Nelle città di Trento, Rovereto e Bangkok, un gruppo di ricercatori sta esplorando nuove frontiere nella medicina rigenerativa grazie a due insospettabili alleati: i bachi da seta e i crostacei. Gli scienziati stanno infatti studiando come i materiali derivati da questi organismi possano essere utilizzati per rigenerare tessuti umani danneggiati, offrendo nuove speranze per la cura di patologie legate all’invecchiamento e ai traumi
La nuova frontiera della medicina rigenerativa: dai bachi ai crostacei
La medicina rigenerativa rappresenta una svolta fondamentale per il trattamento di numerose patologie e lesioni. Tradizionalmente, i metodi di cura hanno spesso fatto affidamento su trapianti o impianti di dispositivi artificiali, soluzioni che, come osserva la professoressa Antonella Motta dell’Università di Trento, possono presentare numerose complicazioni.
«L’ingegneria dei tessuti è una nuova strategia per risolvere i problemi causati da patologie o traumi agli organi, in alternativa ai trapianti o agli impianti di dispositivi artificiali».
Questa nuova prospettiva si basa sulla capacità intrinseca del corpo umano di autorigenerarsi.

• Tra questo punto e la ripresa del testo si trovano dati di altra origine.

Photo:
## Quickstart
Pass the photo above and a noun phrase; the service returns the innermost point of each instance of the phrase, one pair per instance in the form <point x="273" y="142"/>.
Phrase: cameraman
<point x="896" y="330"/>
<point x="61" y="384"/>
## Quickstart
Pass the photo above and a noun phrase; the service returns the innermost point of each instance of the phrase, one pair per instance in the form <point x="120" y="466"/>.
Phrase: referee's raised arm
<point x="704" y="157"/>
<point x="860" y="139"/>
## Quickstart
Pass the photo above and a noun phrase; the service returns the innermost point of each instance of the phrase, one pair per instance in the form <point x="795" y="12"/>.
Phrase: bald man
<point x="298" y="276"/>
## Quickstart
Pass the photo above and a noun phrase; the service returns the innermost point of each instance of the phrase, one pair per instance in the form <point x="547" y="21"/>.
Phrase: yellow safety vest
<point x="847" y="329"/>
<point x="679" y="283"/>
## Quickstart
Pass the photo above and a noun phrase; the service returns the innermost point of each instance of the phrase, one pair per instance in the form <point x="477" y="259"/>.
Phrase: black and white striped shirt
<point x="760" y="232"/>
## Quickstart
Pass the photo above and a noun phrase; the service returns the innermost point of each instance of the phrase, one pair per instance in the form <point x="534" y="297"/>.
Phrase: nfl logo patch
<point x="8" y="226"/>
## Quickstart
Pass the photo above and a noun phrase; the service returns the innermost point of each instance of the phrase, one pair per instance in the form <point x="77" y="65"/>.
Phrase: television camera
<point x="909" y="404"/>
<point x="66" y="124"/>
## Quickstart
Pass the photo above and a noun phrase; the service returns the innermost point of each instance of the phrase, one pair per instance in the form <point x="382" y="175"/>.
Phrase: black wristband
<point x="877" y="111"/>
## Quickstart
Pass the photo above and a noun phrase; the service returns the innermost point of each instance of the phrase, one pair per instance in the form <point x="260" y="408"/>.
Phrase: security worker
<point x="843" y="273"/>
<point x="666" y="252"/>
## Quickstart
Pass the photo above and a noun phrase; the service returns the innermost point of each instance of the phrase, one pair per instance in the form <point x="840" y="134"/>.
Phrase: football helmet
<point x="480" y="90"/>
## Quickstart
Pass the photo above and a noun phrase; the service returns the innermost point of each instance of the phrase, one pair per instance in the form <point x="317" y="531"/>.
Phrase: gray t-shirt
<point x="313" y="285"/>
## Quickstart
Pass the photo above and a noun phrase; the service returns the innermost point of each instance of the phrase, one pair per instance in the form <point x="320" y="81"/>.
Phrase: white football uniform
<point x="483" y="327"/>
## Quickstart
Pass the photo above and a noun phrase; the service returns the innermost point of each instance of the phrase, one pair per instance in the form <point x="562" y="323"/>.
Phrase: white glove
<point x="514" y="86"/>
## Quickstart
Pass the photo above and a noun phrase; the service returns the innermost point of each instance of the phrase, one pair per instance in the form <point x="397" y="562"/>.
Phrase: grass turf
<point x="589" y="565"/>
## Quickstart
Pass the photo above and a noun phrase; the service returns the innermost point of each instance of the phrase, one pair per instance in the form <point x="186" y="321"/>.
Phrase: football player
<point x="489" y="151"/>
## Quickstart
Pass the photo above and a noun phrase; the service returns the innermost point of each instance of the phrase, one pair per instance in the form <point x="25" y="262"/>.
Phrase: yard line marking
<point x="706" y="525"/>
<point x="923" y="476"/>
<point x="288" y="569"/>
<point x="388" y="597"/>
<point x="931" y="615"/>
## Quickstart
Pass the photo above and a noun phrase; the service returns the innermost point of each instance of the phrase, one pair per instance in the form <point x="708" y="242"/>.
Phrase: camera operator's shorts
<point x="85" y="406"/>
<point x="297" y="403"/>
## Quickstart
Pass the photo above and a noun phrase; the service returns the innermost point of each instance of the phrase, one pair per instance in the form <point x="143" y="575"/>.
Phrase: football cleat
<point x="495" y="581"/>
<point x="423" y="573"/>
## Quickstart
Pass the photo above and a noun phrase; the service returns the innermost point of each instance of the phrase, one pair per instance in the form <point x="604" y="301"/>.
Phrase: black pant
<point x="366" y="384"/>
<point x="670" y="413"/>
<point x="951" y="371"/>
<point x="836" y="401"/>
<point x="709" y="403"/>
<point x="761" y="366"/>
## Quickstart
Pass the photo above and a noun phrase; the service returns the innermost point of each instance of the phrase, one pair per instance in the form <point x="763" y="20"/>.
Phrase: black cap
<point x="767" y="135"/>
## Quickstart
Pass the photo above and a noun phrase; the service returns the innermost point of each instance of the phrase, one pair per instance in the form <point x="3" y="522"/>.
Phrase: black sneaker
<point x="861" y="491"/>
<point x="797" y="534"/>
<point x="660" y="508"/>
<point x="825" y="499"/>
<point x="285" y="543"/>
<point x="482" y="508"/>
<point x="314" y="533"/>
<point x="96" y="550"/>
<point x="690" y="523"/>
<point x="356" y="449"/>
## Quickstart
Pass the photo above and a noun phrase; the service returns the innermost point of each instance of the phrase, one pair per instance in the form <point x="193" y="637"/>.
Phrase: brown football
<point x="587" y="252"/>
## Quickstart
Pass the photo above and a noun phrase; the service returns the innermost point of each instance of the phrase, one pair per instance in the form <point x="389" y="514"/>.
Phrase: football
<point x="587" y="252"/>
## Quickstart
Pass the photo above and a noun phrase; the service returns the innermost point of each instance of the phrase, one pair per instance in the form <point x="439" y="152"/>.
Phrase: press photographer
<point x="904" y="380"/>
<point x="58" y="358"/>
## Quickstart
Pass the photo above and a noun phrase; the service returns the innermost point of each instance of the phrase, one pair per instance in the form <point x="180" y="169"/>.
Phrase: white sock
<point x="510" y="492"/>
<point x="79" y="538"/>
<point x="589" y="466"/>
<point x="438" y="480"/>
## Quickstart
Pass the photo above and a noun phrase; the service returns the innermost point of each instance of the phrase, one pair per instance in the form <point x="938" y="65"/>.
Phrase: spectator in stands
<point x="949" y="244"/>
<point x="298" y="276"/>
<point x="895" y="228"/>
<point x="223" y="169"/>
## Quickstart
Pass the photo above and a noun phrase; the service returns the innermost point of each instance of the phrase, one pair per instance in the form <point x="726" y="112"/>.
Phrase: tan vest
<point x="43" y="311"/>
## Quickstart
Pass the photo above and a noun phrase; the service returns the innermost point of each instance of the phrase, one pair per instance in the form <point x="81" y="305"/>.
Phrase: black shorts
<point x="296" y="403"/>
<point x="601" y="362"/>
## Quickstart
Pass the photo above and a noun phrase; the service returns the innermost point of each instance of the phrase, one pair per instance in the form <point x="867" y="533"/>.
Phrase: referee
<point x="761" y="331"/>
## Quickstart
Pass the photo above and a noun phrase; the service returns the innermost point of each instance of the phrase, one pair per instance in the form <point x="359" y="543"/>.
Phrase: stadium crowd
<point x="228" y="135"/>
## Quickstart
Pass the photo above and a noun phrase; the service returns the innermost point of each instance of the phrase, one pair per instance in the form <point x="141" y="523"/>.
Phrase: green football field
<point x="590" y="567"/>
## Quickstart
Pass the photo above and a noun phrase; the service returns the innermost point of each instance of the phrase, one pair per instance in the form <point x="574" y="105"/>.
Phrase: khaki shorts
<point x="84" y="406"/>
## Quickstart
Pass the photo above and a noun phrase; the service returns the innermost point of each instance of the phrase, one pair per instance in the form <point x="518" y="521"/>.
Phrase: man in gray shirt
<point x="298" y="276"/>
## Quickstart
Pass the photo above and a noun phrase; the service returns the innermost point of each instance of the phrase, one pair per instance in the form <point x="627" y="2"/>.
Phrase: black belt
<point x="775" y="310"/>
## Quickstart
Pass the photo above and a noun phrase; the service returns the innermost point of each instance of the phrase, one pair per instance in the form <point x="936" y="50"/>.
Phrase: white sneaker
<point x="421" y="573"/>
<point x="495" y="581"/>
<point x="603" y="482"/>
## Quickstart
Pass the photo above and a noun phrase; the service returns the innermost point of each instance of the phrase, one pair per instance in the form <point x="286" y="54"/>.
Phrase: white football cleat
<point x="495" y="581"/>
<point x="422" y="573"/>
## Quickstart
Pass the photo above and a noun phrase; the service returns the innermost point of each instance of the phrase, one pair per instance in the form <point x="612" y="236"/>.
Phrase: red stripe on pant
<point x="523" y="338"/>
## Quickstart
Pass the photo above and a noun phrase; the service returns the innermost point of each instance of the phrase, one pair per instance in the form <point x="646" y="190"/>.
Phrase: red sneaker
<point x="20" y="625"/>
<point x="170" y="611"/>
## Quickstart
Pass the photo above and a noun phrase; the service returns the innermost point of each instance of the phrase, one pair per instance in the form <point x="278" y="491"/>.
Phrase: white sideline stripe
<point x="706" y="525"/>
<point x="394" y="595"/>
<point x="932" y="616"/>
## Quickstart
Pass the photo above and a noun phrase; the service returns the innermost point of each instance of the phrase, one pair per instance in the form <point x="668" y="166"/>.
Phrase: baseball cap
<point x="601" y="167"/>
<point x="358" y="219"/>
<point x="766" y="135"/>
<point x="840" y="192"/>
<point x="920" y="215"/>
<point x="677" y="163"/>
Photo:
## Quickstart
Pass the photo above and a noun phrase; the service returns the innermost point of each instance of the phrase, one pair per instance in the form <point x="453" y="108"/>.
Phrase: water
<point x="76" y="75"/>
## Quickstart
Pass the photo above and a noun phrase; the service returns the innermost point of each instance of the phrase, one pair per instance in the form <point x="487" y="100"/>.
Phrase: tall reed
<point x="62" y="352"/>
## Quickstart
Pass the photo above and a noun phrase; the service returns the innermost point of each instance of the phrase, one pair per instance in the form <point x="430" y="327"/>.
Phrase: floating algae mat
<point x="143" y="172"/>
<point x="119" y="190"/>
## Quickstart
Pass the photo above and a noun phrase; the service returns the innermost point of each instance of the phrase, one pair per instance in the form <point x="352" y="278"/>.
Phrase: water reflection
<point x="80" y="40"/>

L’obiettivo è stimolare la riparazione dei tessuti danneggiati attraverso l’uso di materiali naturali, come la seta dei bachi e i componenti derivati dai crostacei.

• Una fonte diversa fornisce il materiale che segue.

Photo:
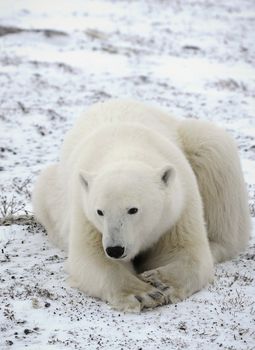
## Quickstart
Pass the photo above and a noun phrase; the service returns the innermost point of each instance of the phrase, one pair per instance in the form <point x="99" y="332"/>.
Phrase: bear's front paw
<point x="137" y="301"/>
<point x="154" y="278"/>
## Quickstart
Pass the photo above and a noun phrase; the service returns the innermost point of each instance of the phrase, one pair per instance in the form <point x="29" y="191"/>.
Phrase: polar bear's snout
<point x="115" y="252"/>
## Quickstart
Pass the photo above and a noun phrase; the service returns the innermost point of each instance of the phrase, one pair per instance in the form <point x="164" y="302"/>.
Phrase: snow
<point x="195" y="58"/>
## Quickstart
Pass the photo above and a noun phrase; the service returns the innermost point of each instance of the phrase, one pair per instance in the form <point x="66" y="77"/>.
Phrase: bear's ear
<point x="85" y="179"/>
<point x="167" y="174"/>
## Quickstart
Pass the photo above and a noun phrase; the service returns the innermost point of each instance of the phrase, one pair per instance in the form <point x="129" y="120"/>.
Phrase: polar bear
<point x="144" y="204"/>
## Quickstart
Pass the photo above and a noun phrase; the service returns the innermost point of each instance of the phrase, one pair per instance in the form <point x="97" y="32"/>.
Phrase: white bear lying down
<point x="144" y="203"/>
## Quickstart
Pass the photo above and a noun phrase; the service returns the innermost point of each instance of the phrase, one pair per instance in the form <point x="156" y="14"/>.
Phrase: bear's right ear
<point x="85" y="179"/>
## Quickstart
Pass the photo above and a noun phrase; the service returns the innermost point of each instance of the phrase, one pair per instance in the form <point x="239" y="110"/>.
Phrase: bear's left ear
<point x="85" y="179"/>
<point x="167" y="174"/>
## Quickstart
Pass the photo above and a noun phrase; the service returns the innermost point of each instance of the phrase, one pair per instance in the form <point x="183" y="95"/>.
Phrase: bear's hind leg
<point x="213" y="156"/>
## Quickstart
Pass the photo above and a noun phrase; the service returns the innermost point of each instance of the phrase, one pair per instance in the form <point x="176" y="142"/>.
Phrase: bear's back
<point x="119" y="112"/>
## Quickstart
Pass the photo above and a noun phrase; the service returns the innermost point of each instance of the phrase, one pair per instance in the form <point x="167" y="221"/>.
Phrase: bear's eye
<point x="132" y="211"/>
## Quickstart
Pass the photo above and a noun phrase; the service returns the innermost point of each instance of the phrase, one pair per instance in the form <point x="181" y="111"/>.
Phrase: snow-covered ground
<point x="195" y="58"/>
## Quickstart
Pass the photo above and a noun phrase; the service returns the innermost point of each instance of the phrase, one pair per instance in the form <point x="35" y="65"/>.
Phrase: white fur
<point x="123" y="154"/>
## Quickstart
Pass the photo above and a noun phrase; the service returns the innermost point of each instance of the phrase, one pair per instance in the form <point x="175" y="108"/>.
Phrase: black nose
<point x="115" y="252"/>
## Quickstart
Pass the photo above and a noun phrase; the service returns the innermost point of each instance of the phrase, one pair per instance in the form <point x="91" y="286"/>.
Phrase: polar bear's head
<point x="132" y="205"/>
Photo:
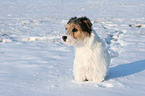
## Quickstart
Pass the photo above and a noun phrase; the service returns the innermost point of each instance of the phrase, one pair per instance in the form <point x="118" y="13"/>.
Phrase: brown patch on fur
<point x="83" y="27"/>
<point x="79" y="34"/>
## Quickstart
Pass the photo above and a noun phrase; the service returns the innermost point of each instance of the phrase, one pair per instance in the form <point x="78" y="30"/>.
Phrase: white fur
<point x="91" y="58"/>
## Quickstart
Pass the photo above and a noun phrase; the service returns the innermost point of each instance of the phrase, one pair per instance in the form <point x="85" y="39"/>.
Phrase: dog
<point x="92" y="59"/>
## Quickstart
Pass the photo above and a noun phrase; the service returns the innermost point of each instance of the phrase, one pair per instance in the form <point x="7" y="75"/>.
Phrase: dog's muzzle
<point x="64" y="38"/>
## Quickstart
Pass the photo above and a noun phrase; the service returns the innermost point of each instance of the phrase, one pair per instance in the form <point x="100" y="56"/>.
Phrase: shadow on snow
<point x="126" y="69"/>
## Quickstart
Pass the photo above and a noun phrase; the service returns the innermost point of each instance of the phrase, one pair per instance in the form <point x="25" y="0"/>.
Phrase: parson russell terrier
<point x="92" y="59"/>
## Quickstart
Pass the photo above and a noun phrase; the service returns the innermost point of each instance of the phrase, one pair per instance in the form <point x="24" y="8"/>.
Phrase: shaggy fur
<point x="91" y="58"/>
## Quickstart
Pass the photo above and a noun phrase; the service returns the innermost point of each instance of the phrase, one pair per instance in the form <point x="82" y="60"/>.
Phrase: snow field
<point x="34" y="62"/>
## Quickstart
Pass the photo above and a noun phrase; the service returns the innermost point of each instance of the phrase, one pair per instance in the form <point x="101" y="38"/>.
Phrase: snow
<point x="34" y="62"/>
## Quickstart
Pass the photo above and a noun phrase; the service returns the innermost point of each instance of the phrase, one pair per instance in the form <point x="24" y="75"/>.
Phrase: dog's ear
<point x="87" y="21"/>
<point x="85" y="24"/>
<point x="72" y="19"/>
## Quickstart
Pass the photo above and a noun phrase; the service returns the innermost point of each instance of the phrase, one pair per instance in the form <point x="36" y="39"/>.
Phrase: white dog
<point x="92" y="58"/>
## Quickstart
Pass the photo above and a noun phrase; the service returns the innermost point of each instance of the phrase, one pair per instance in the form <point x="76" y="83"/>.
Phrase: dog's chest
<point x="83" y="56"/>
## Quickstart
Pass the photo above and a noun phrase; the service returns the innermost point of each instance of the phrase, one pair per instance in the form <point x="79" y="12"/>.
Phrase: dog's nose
<point x="64" y="38"/>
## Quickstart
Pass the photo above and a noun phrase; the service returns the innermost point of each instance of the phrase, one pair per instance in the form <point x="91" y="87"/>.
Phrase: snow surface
<point x="34" y="62"/>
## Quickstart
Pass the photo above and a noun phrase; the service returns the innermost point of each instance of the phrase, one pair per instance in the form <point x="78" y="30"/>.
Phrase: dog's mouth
<point x="64" y="38"/>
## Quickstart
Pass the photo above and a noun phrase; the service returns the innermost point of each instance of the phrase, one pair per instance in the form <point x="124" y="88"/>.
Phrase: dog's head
<point x="77" y="29"/>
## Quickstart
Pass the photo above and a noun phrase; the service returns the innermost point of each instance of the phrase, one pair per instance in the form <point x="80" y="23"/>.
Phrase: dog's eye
<point x="74" y="30"/>
<point x="66" y="28"/>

Ma cerchiamo capire il nesso fra animali e la loro applicazione nel campo biomedico.
La seta: un’antica risorsa per nuove applicazioni
La seta è un materiale antico che ha trovato impiego nelle suture chirurgiche per secoli, ma le sue potenzialità non finiscono qui.
I ricercatori del progetto SHIFT, finanziato dall’Unione Europea, stanno esplorando come questa fibra possa essere utilizzata per creare impalcature biologiche che facilitano la rigenerazione dei tessuti. Queste impalcature fungono da sostegno per le cellule, guidandole nella formazione di nuovo tessuto e vasi sanguigni. La tecnica potrebbe essere rivoluzionaria per il trattamento di condizioni come le ulcere diabetiche e la degenerazione del disco spinale.
La professoressa Motta sottolinea ovviamente l’importanza del controllo di qualità nella produzione di seta per uso medico.
«Cambiando il baco da seta, puoi cambiare la chimica. Questo significa che il controllo di qualità dovrebbe essere molto rigoroso».
I crostacei: un “mare” di opportunità
Accanto alla seta, i gusci di crostacei come gamberetti, granchi e cozze stanno emergendo come materiali promettenti per la rigenerazione di pelle, ossa e cartilagine.
Gli scienziati stanno esaminando come questi possano essere integrati in trattamenti minimamente invasivi, quali ad esempio idrogel che possono essere applicati direttamente sulla pelle o iniettati nelle ossa o nelle articolazioni danneggiate.
«Abbiamo tre o quattro sistemi con materiali diversi che sono davvero promettenti», afferma Motta. Entro la fine del progetto SHIFT, il team spera di avere due o tre prototipi pronti per lo sviluppo commerciale e il passaggio alla fase clinica.
Il ruolo della natura nella rigenerazione
Un altro progetto europeo, SkinTERM, sta indagando come indurre la rigenerazione naturale della pelle, focalizzandosi sulla capacità del tessuto di autoripararsi senza cicatrici. Il team di SkinTERM sta studiando un piccolo mammifero, il topo spinoso, che ha la capacità straordinaria di guarire senza lasciare segni. Questa ricerca potrebbe portare a nuove terapie per ustioni e altre ferite superficiali, evitando i problemi associati agli attuali metodi di innesto cutaneo.
Il dottor Willeke Daamen, coordinatore del progetto SkinTERM, spiega che «l’obiettivo finale sarebbe quello di ottenere la stessa situazione prima e dopo essere stati feriti».
Verso il futuro della medicina rigenerativa
I progetti SHIFT e SkinTERM rappresentano un passo importante verso un futuro in cui le terapie rigenerative possano diventare una realtà clinica diffusa.
L’idea di utilizzare materiali naturali per stimolare la rigenerazione tissutale offre non solo nuove speranze per i pazienti. Apre altresì la strada a un approccio più sostenibile e meno invasivo alla cura delle patologie.
«La complessità è alta perché la natura della biologia non è facile», conclude Motta. «Non possiamo cambiare la lingua delle cellule, ma invece dobbiamo imparare a parlare la loro stessa lingua». Grazie a questi progetti pionieristici, il sogno di una medicina rigenerativa basata sulla natura potrebbe diventare realtà entro i prossimi decenni.